Ferrara convoca la maggioranza «Indispensabile la condivisione»

Il sindaco richiama i partiti di centrosinistra dopo le frizioni: «Punteremo su pochi punti ma con tenacia Il nostro lavoro è stato rallentato da pandemia, dissesto finanziario e fallimento della Teateservizi»

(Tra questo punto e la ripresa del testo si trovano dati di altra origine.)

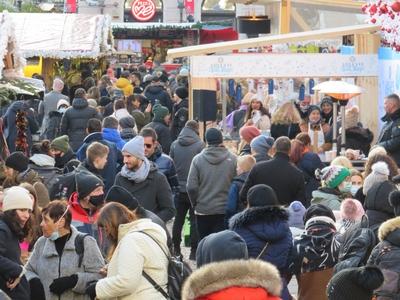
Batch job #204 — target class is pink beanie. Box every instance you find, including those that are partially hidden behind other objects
[340,198,365,221]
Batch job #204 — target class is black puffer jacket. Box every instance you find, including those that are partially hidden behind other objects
[378,109,400,166]
[364,180,397,233]
[61,98,101,151]
[0,216,30,300]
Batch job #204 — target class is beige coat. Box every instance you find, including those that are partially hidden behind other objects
[96,219,168,300]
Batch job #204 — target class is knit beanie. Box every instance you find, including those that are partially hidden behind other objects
[104,185,139,210]
[326,266,384,300]
[315,166,350,189]
[247,184,279,207]
[196,230,249,268]
[3,186,33,211]
[119,116,136,129]
[5,151,29,173]
[75,171,104,199]
[122,135,146,160]
[288,201,306,229]
[340,198,365,221]
[239,126,260,144]
[303,204,336,224]
[206,128,224,146]
[175,86,189,99]
[250,135,275,156]
[153,104,169,122]
[363,161,390,195]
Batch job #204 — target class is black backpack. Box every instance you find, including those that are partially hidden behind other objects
[137,231,192,300]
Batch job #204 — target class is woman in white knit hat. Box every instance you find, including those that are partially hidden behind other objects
[0,186,33,300]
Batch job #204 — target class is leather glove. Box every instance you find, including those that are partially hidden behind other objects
[85,281,97,300]
[49,274,78,295]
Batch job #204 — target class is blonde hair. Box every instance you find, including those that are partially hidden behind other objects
[271,102,301,124]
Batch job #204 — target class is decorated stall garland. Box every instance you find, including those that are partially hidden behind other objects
[362,0,400,51]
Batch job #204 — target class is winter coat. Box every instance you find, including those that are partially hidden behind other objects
[368,217,400,300]
[26,226,104,300]
[149,146,179,194]
[39,91,69,132]
[76,132,123,191]
[170,99,189,141]
[144,120,172,154]
[3,101,39,153]
[338,126,374,156]
[186,147,236,215]
[0,218,30,300]
[229,207,292,299]
[377,109,400,166]
[115,164,175,222]
[43,111,63,141]
[271,123,301,140]
[96,219,168,300]
[364,180,397,232]
[169,127,204,193]
[240,152,305,205]
[143,84,172,112]
[61,98,101,151]
[225,172,249,223]
[296,152,324,207]
[311,187,343,210]
[182,259,281,300]
[103,128,125,151]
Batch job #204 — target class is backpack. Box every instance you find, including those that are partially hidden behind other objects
[137,231,192,300]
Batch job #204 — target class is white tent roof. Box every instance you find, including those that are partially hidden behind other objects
[11,13,111,59]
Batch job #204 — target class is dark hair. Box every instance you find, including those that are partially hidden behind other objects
[103,116,118,129]
[42,200,72,228]
[87,118,102,133]
[139,128,158,142]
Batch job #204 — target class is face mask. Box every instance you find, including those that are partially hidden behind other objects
[339,181,352,193]
[89,194,104,207]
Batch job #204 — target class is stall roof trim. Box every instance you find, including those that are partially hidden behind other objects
[168,24,380,58]
[10,13,112,59]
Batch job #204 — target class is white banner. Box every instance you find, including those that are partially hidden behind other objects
[190,53,378,78]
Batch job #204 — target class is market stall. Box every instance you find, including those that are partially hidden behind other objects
[10,13,112,86]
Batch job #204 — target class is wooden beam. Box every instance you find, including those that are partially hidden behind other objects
[168,24,380,59]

CHIETI. Basta personalismi e adesso si va diritti verso la fine della consiliatura con scelte condivise. Sono queste, in poche parole, le priorità dell’amministrazione di centrosinistra che da ottobre 2020 è al governo della città. E in questa ottica il sindaco Diego Ferrara riapre l’agenda politica, lasciata per qualche giorno ferma a causa dell’improvvisa sentenza che ha dichiarato il fallimento di Teateservizi. Il primo cittadino convoca la maggioranza, una riunione che già aveva fissato qualche settimana fa ma rimandata, appunto, a causa di Teateservizi. La data è ancora da stabilire, ma l’ordine del giorno è fissato: si punta alla condivisione e a una «soluzione unificante», dice Ferrara. Insomma, basta polemiche e frizioni tra i partiti di maggioranza perché serve tornare al lavoro per la città. «La riunione è un appuntamento periodico indispensabile per la condivisione delle linee strategiche e per la conoscenza di tutti i nuovi e impellenti problemi da risolvere», dice il sindaco al Centro, «è un momento catartico dove le diverse sensibilità di una maggioranza di governo trovano una soluzione unificante. La riunione sarà da me convocata a breve in un’atmosfera di assoluta tranquillità e consapevolezza. Stiamo navigando tutti sulla stessa barca intravvedendo il faro del nostro approdo, dobbiamo dare concretezza alle potenzialità lievitate in questi tre anni di amministrazione».
Prima del tavolo tra i partiti, per Ferrara le riunioni politiche partono già stamattina: al museo delle Genti d’Abruzzo di Pescara c’è l’assemblea regionale del Partito democratico a cui il sindaco si collegherà da remoto. Questo sarà anche il momento per tirare le somme sul voto del 10 marzo che ha visto il Pd teatino risalire nei consensi (3.717 preferenze, il 18,11%, mentre alle precedenti regionali si era fermato a 2.240 voti, il 9,94%). «Come sindaco posso confermare che esigerò dai gruppi politici la condivisione e il lavoro congiunto», continua Ferrara che negli ultimi tempi ha assistito a una profonda crisi della sua maggioranza, «scevro da personalismi, su pochi punti programmatici da perseguire con tenacia. Vorrei ricordare come questi tre anni siano stati particolari e l’azione politica rallentata da un anno di pandemia, dalla decretazione del dissesto finanziario da parte della Corte dei Conti e dal fallimento di Teateservizi». Davanti a questi eventi che hanno messo a dura prova l’amministrazione, Ferrara elogia il lavoro politico del centrosinistra. «Chieti è un caso inedito che può fare scuola da un punto di vista amministrativo giurisdizionale», aggiunge, «la nostra resilienza e programmazione è eroica. Questi eventi dimostrano come l’esperienza di un sindaco non possa limitarsi a 5 anni di lavoro per portare a termine i progetti. Credo, con questo, di dare una risposta al centrodestra che mostra tanta sicumera, più che sicurezza, di tornare al governo della città».